Giasone, al contrario, è freddo e pragmatico, non vive, è alienato dalle sue azioni sempre finalizzate, e dunque non può capire, come del resto non lo può più nessuno spettatore attuale della tragedia greca, il perché di tanta barbarica coerenza. Per lui il legame con la terra è qualcosa di risibile, I'unica fede che conosce è quella del sempre nuovo, tutto può essere abbandonato purché consenta di migliorare la propria posizione: così i luoghi, come le persone. Lui, che rinfacciava a Medea di averle dato "più di quello che ha ricevuto", arrogandosi il pieno merito della sua vita (secondo il modello del self-made man), per poter vivere in pace deve rimuovere la morte e il dolore, e dunque non può che stupirsi di pagare un prezzo così alto, quello dell'impotenza, per aver mortificato (nel senso letterale del termine, ricondotta alla morte) la sua amante Medea e i suoi figli. 
Nella sua coerenza fuori della ragione, solo Medea può vivere la catarsi, la purificazione tra le fiamme della distruzione: la forza del passato, I'origine "incancellabile e visionaria" dell'umanità, subissa con la grandiosità allucinante dei suoi gesti totali ogni tentativo di comprensione, e recupera così al mistero della vita gli irresolubili perché della Storia. 
Medea, la purezza del passato preborghese, può vincere soltanto attraverso la propria rovina: nel supremo atto di affermazione finale, uccidendo i suoi figli impuri, uccide anche ogni possibilità di sopravvivenza del suo mondo, quel mondo arcaico che aveva già profanato (sottraendogli il vello) e rinnegato per amore di Giasone.

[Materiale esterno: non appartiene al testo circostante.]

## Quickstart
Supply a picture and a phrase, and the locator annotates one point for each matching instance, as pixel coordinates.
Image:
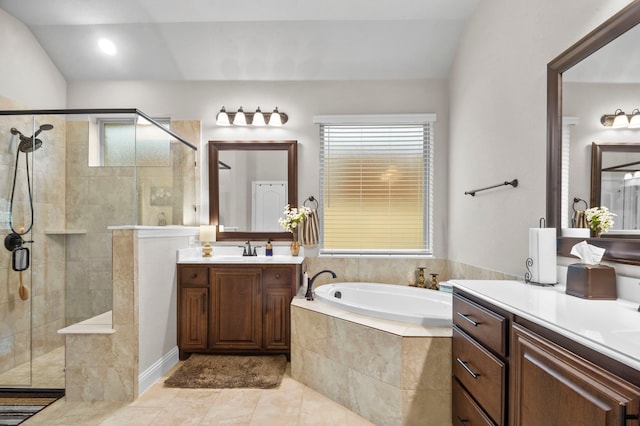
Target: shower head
(43, 127)
(30, 144)
(26, 145)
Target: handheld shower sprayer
(14, 241)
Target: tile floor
(47, 371)
(290, 404)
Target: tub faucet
(309, 294)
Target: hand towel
(309, 230)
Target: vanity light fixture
(276, 118)
(620, 120)
(239, 119)
(257, 118)
(207, 236)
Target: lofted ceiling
(250, 40)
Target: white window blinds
(376, 179)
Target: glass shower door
(16, 223)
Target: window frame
(427, 120)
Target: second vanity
(527, 355)
(235, 304)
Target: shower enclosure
(67, 177)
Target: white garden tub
(387, 301)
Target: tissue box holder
(591, 281)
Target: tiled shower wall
(99, 197)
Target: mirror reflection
(616, 183)
(605, 81)
(250, 187)
(253, 190)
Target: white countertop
(611, 327)
(234, 255)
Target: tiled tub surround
(390, 373)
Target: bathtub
(391, 302)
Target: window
(123, 143)
(376, 184)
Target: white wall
(27, 75)
(498, 125)
(300, 100)
(158, 299)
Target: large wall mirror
(250, 188)
(620, 247)
(615, 182)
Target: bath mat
(18, 406)
(229, 371)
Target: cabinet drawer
(194, 276)
(277, 277)
(465, 410)
(481, 373)
(487, 327)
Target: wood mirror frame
(291, 148)
(597, 149)
(623, 250)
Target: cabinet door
(235, 322)
(278, 287)
(277, 319)
(552, 386)
(193, 318)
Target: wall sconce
(257, 118)
(207, 236)
(620, 120)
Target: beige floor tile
(292, 403)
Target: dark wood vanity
(509, 370)
(235, 308)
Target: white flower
(600, 219)
(293, 217)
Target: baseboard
(157, 370)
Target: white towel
(309, 230)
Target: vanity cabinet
(479, 363)
(193, 308)
(509, 370)
(553, 386)
(235, 308)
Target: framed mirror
(615, 183)
(624, 250)
(250, 188)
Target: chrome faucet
(248, 251)
(309, 294)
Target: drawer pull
(470, 371)
(469, 320)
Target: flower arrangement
(293, 216)
(600, 219)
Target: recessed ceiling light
(107, 46)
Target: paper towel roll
(542, 251)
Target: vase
(295, 248)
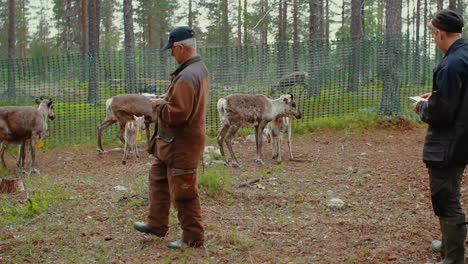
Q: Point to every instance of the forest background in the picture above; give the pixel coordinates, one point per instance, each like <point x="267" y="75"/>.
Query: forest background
<point x="50" y="27"/>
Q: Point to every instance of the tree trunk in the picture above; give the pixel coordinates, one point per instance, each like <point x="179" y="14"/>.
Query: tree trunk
<point x="295" y="35"/>
<point x="356" y="37"/>
<point x="282" y="44"/>
<point x="246" y="41"/>
<point x="11" y="185"/>
<point x="239" y="23"/>
<point x="390" y="104"/>
<point x="314" y="48"/>
<point x="327" y="19"/>
<point x="190" y="15"/>
<point x="129" y="47"/>
<point x="416" y="55"/>
<point x="11" y="90"/>
<point x="93" y="44"/>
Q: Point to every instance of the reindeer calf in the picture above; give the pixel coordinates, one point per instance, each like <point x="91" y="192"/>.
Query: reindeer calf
<point x="130" y="136"/>
<point x="274" y="132"/>
<point x="238" y="110"/>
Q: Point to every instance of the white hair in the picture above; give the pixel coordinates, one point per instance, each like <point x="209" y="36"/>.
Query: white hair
<point x="189" y="43"/>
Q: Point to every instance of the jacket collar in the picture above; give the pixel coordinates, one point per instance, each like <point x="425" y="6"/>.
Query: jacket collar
<point x="184" y="65"/>
<point x="457" y="44"/>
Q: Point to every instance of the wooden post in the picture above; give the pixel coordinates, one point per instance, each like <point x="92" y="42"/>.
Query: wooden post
<point x="11" y="185"/>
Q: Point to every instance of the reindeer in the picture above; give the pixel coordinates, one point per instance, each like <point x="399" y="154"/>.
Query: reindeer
<point x="289" y="80"/>
<point x="121" y="108"/>
<point x="130" y="135"/>
<point x="24" y="126"/>
<point x="274" y="132"/>
<point x="238" y="110"/>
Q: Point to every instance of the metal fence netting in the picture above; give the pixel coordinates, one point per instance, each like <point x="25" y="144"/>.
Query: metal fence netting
<point x="327" y="78"/>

Medea, nel suo estremismo formale, fu un film generalmente incompreso, o valutato secondo i parametri di un preziosismo estetizzante che poco ha a che fare con le intenzioni e con i risultati del film. Il progetto che già da anni Pasolini accarezzava, e che avrebbe dovuto seguire idealmente Medea, era quella vita di San Paolo attraverso la quale veniva scagliata un'ennesima, poderosa invettiva contro lo spirito intellettualistico e temporale del cattolicesimo, osservato nel suo momento di passaggio da religione a Chiesa, a ortodossia, a violenza affermativa della legge sull'irrazionale. Ma gli incassi di Medea non furono tali da incoraggiare la produzione, e il "braccio di ferro" di Pasolini, in qualche modo, si sbilanciò dalla parte dell'antagonista-collaboratore.